This is not, however, about a cup of tea, but about seemingly proven suspicions that the Netanyahu family included the salary of the Nepali worker hired to take care of Mrs. Netanyahu's father among the expenses of the Prime Minister's Residence. Tens of thousands of shekels, which were supposed to be paid by the Netanyahu couple, were paid from the state treasury. In other words, what is acceptable to all of us in terms of ensuring the well-being of our parents or those closest to us at the end of their lives does not apply to the Netanyahu couple. For them, we have to pay for the care of Sara's father.

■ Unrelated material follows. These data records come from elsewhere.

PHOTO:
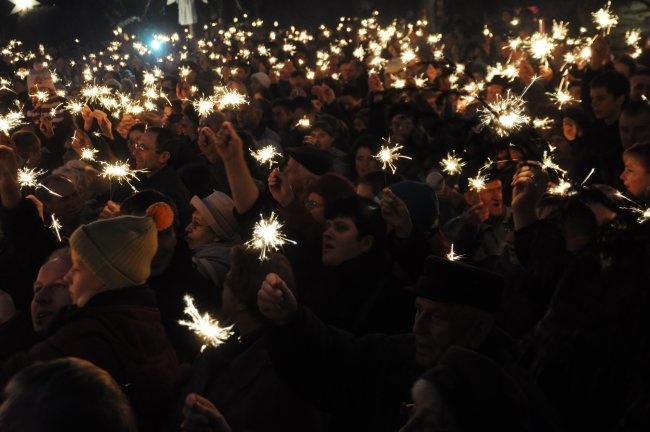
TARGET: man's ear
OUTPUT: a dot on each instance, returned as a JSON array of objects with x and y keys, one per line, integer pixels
[{"x": 164, "y": 157}]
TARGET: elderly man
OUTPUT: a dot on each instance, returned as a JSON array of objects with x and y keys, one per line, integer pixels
[{"x": 363, "y": 380}]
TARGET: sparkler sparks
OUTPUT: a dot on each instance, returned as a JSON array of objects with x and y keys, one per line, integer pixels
[
  {"x": 267, "y": 236},
  {"x": 56, "y": 227},
  {"x": 228, "y": 98},
  {"x": 605, "y": 19},
  {"x": 266, "y": 155},
  {"x": 204, "y": 326},
  {"x": 388, "y": 155},
  {"x": 120, "y": 172},
  {"x": 452, "y": 164},
  {"x": 12, "y": 120},
  {"x": 452, "y": 256},
  {"x": 23, "y": 5}
]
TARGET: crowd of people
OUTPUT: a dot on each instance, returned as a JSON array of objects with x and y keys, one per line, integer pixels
[{"x": 489, "y": 274}]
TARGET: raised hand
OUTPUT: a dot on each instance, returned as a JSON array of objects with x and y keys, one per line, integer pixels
[{"x": 276, "y": 301}]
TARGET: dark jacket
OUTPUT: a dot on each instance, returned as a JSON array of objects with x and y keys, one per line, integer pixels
[{"x": 119, "y": 331}]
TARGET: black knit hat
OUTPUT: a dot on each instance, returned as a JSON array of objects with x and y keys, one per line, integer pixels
[
  {"x": 453, "y": 282},
  {"x": 314, "y": 160}
]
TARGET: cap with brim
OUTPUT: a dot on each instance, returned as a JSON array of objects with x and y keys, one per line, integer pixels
[{"x": 448, "y": 281}]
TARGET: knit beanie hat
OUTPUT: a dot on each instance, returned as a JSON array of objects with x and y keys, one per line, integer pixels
[
  {"x": 41, "y": 77},
  {"x": 119, "y": 251},
  {"x": 217, "y": 210}
]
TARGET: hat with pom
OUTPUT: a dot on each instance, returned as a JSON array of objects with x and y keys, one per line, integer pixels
[
  {"x": 119, "y": 251},
  {"x": 41, "y": 77}
]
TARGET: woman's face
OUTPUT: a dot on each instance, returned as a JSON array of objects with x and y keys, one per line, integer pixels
[
  {"x": 341, "y": 241},
  {"x": 365, "y": 162},
  {"x": 198, "y": 232},
  {"x": 635, "y": 177}
]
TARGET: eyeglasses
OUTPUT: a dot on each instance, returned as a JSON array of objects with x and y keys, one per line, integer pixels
[{"x": 311, "y": 204}]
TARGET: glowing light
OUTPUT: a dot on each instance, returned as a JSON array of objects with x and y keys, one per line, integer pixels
[
  {"x": 388, "y": 155},
  {"x": 266, "y": 155},
  {"x": 452, "y": 164},
  {"x": 23, "y": 5},
  {"x": 120, "y": 172},
  {"x": 207, "y": 328},
  {"x": 452, "y": 256},
  {"x": 605, "y": 19},
  {"x": 56, "y": 227},
  {"x": 267, "y": 236}
]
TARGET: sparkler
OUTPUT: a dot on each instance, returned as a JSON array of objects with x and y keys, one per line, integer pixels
[
  {"x": 605, "y": 19},
  {"x": 204, "y": 106},
  {"x": 56, "y": 227},
  {"x": 28, "y": 177},
  {"x": 11, "y": 120},
  {"x": 452, "y": 164},
  {"x": 228, "y": 98},
  {"x": 88, "y": 154},
  {"x": 22, "y": 5},
  {"x": 266, "y": 155},
  {"x": 204, "y": 326},
  {"x": 452, "y": 256},
  {"x": 120, "y": 172},
  {"x": 387, "y": 155},
  {"x": 267, "y": 235}
]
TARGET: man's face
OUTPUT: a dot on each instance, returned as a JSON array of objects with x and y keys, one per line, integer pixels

And so, it is not about their cup of tea, but about all of ours. Many of us, even those who do not vote for the Likud, are familiar with the painful and burdensome reality of accompanying sick or elderly family members, helping them and providing them with optimal care. How many families in Israel cannot afford to pay for the employment of a foreign worker for an elderly or sick parent at the end of their lives?
Fortunately for Prime Minister and Mrs. Netanyahu, the law in Israel does not permit the publication of the disputes discussed in family court. As such, one can only hint that if the public were to be exposed to the court discussions between Sara Netanyahu and her brother Hagai Ben Artzi, it would add new meaning to the concept of shame. The odor that wafts up from the conduct of the Netanyahus with their own family members was, at the very least, supposed to obligate them to behave more modestly. So it is not all about a cup of tea, food deliveries, or the persecution of the Netanyahu family, but about their behavior, whose repercussions will, as it stands today, be decided by the court.